We have attached step-by-step protocols for (1) the single-molecule fluorescence in situ hybridisation (smFISH) procedure in tissue culture cells and (2) the synthesis of smFISH probes.
Kind regards.
smFISH on tissue culture cells
Seeding adherent cells
1. Clean 12-13 mm round coverslips (#1.5) with 80% EtOH-soaked kimwipe
a. Store the coverslips in 100% EtOH
2. Place coverslips in 24-well plate and completely dry them before seeding cells
a. Alternatively, use 8-well chamber wells
3. Seed 0.5-2 million cells per well, and incubate for 24 h
smFISH procedure
Day 1
1. Aspirate growth medium, and wash cells 1x with PBS
2. Fix in 4% PFA (in PBS) for 30 minutes at RT
a. Fixed cells can be stored at 4˚C in PBS for a week or in 70% EtOH at 4˚C for several months
3. Rinse 1x → Wash 2x with PBS, 5 min ea.
4. Permeabilise the cells in PBSTx 0.1% for 10 minutes at RT
a. Or permeabilise in 70% EtOH overnight at 4˚C
5. Rinse 1x → Wash 2x with PBS, 5 min ea.
6. Rinse 1x → Wash 1x with 2x SSC for 5 min
7. Rinse 1x with pre-warmed wash solution
8. Pre-hybridise 2x in pre-warmed wash solution for 20 min ea. at 37˚C
9. Hybridise in hybridisation solution with FISH probes overnight at 37˚C
a. 1:50 of 25 µM COVID probes
b. 1:100 of 25 µM host RNA probes
Day 2
10. Rinse 1x → Wash 1x with pre-warmed wash solution, 20 min at 37˚C
11. Counterstain for 40 min at 37˚C (in wash solution)
a.
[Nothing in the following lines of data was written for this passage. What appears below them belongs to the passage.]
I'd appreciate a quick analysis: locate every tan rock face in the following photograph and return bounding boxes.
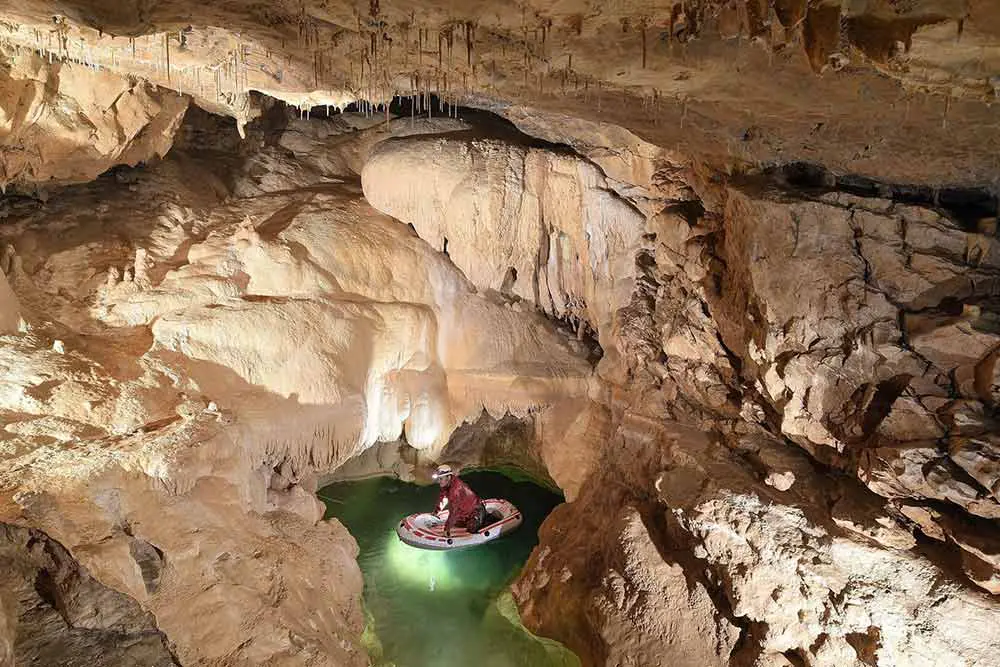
[0,10,1000,665]
[0,45,188,188]
[0,107,591,665]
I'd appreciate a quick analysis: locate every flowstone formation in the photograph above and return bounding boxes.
[0,0,1000,667]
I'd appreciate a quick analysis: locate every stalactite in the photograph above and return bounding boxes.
[639,18,647,69]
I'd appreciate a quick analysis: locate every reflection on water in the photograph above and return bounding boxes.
[319,472,579,667]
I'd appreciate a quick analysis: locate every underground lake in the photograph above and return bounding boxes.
[319,471,580,667]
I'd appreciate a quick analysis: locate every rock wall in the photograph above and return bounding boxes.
[364,113,1000,665]
[0,525,178,667]
[361,138,643,350]
[0,108,591,665]
[0,44,188,189]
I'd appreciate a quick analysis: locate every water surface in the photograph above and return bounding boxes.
[319,472,579,667]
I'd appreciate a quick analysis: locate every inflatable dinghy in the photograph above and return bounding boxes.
[396,498,522,551]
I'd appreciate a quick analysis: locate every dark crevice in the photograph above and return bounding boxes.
[730,162,998,232]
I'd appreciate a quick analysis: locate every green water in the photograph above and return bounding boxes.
[319,472,579,667]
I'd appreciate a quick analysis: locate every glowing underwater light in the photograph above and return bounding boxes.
[385,531,462,591]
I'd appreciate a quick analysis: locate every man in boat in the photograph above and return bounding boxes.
[432,465,486,537]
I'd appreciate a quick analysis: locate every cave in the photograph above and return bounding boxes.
[0,0,1000,667]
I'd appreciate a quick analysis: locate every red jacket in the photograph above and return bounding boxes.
[438,476,481,530]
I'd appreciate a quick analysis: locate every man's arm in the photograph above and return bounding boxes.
[434,489,448,512]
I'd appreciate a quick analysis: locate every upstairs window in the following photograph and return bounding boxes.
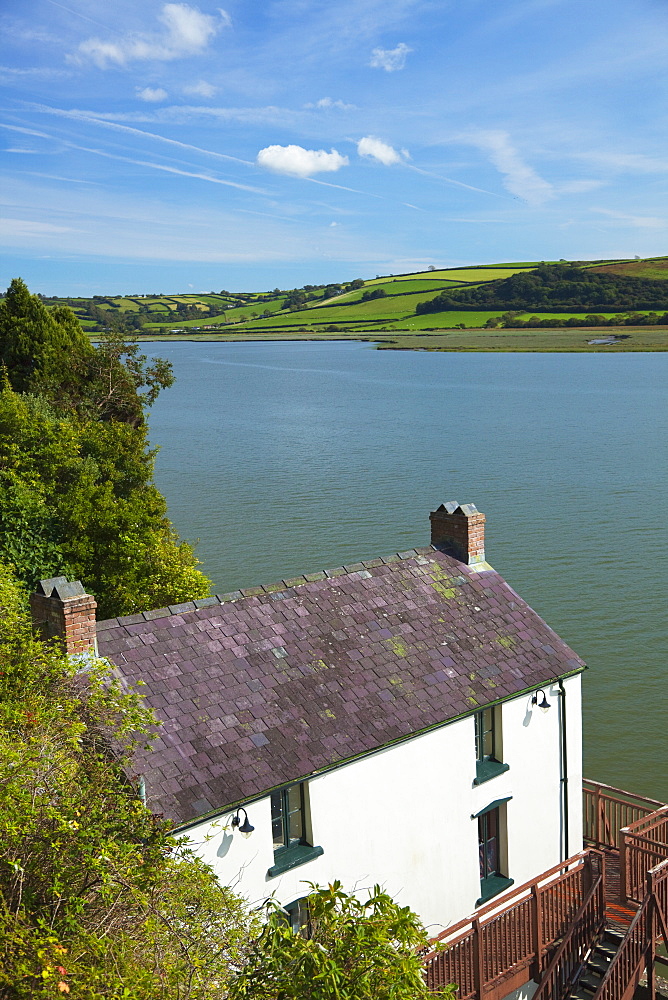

DAPI (1:500 of 0.5 mg/ml stock)
b. Dye-coupled phalloidin (1:1,000) or CellMask green (1:1M)
12. Wash 1x with wash solution 20 min at 37˚C
13. Rinse 1x → Wash 2x with 2X SSC, 5 min ea
14. Mount using 7 µl hard-set Vectashield, dab off excess mounting media
a. IBIDI chamber samples can be mounted in 50-100 µl of wet-set mounting media
15. Store mounted samples at 4˚C until imaging up to 2 weeks
Materials
● Make all reagents using nuclease-free or DEPC-treated water!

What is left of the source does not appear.